The writing is on the wall ... all you have to do is read it. 12b-1 is unlikely to remain intact in the face of regulatory and legislative concerns, imprudence of using high cost share classes, dollar and cents fee disclosures, level compensation requirements, class action litigation and availability of low cost investment alternatives.
While many advisers will wait for the axe to fall as it has on fee-based accounts, forward thinkers will protect their compensation by changing to fee structures that will survive past 12b-1. Alternatives are available today for advisers to avoid the 12b-1 execution.
The 12b-1 approach to compensation may be comfortable for an adviser since the cost is bundled into the price of a fund and most plan sponsors rely on the adviser to monitor costs, which includes their own 12b-1 compensation. While most advisers act in the best interest of participants, there is no assurance that all advisers do. As 12b-1 is exposed to close scrutiny, abuses are very likely to be uncovered that will only continue to energize reform.
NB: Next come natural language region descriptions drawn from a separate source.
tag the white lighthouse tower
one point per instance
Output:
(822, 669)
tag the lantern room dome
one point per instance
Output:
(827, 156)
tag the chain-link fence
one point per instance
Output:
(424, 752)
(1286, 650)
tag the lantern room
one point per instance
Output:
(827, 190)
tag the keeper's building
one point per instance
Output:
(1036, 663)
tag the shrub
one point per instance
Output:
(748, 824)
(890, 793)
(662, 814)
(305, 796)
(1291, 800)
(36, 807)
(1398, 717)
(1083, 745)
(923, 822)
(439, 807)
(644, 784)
The reform of 12b-1 could occur in four different ways:
1) Limit 12b-1 use to the original intended purpose*,
2) Add standards of accountability to define what advisers must do,
3) Repeal 12b-1 since its purpose has been served, or
4) Place statutory limits on fees.
Any of these reforms will compromise many advisers' current compensation and profitability.
The real issue with 12b-1 is not the amount of the fee as much as the opportunity for abuse. 12b-1 fees are actually an incentive for unscrupulous advisers to recommend high expense funds so as to secure compensation. As it stands today, the requirement to act in the best interest of participants is inconsistent with 12b-1 fees.
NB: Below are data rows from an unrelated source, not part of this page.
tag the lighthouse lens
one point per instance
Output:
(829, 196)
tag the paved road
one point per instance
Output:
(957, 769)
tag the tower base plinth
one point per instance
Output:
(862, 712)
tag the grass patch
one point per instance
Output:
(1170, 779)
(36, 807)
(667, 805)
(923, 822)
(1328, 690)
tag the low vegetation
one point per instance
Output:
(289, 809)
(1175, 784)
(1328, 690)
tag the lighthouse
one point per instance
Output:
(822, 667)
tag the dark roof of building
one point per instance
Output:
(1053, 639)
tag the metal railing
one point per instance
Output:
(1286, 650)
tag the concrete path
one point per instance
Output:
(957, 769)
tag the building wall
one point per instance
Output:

If you conclude, like I do, that the only question is when
12b-1 will cease to fund adviser services, the concerns are about what compensation methods will replace the legitimate use of 12b-1, and will new methods be as lucrative. In the ideal, those advisers who deliver value should see increases in compensation at the expense of those who do not.
Advisers can take action right now to protect their income from regulatory changes to 12b-1. Three alternatives are available today:
-Management Fee: Charge fees as a Registered Investment Adviser
-Mark-up: Mark up the prices of investments based on negotiation with plan sponsor
-Charge Participants: Charge fiduciary adviser fees directly to participants as permitted by the Pension Protection Act
Advisers, acting as Investment Adviser Representatives, can replace existing 12b-1 fees with direct compensation from plan assets or from employers. This alternative requires the adviser to be a fiduciary and enter into a formal agreement to take responsibility for the recommendations made. It is necessary for the adviser to set compensation with the plan sponsor that is independent of the platform provider or other investment managers. Advisers can make the case by switching to the lowest cost share class and illustrating the savings for the plan.
The second alternative permits advisers to add their own fee to the investment costs. Under this arrangement, the price of each investment includes the adviserís compensation but unlike 12b-1 the adviserís fee is based on services to be provided. Currently, this can be done for stocks and bonds, separately managed accounts and ETFs but are prohibited** in traditional mutual funds. Advisers would need to change investment line-ups to include only low cost investment options that permit a mark-up.
The third alternative takes advantage of the Pension Protection Act that provides for using plan assets to pay for level-fee advice. Under this alternative, an adviser shifts focus from selecting and monitoring a fund line-up to making recommendations to participants from any available investment. Under this alternative, advisers can act in the best interest of participants and relieve the plan sponsor of liability. Fees taken directly from participant accounts replace the 12b-1. This alternative is likely to be more lucrative than the 12b-1 since advisers can charge fees based on services rendered.
If 12b-1 compensation is taken off the table, investment product distribution will rely on each providerís ability to adapt to the alternatives that replace it. For the Management Fee alternative, providers must offer low cost share classes. For the Mark-up alternative, providers must offer products where advisers can add their own fees. The alternative to Charge Participants will require wholesaling in the traditional sense to bring product features to the attention of advisers.
The alternatives discussed here do represent a major shift in the way business is conducted today but in all likelihood the current business structure will go the way of the blacksmith after the introduction of automobiles.
Advisers may choose to fight the change but are not likely to prevail over the forces at play. The more productive course is to find alternative compensation methods for the excellent services that advisers provide to the retirement community.
*According to the Investment Company Institute
, 52 percent of 12b-1 fees pay for ongoing services, while 40 percent compensate "financial advisers for initial assistance." Only eight percent goes to promotion, advertising and paying fund underwriters.
**Investment Company Act of 1940, section 22(d) requires that each fund (of a particular class) be offered to the public at the same price, thus precluding any mark-up for an adviser's services.
Louis S. Harvey is the president of DALBAR.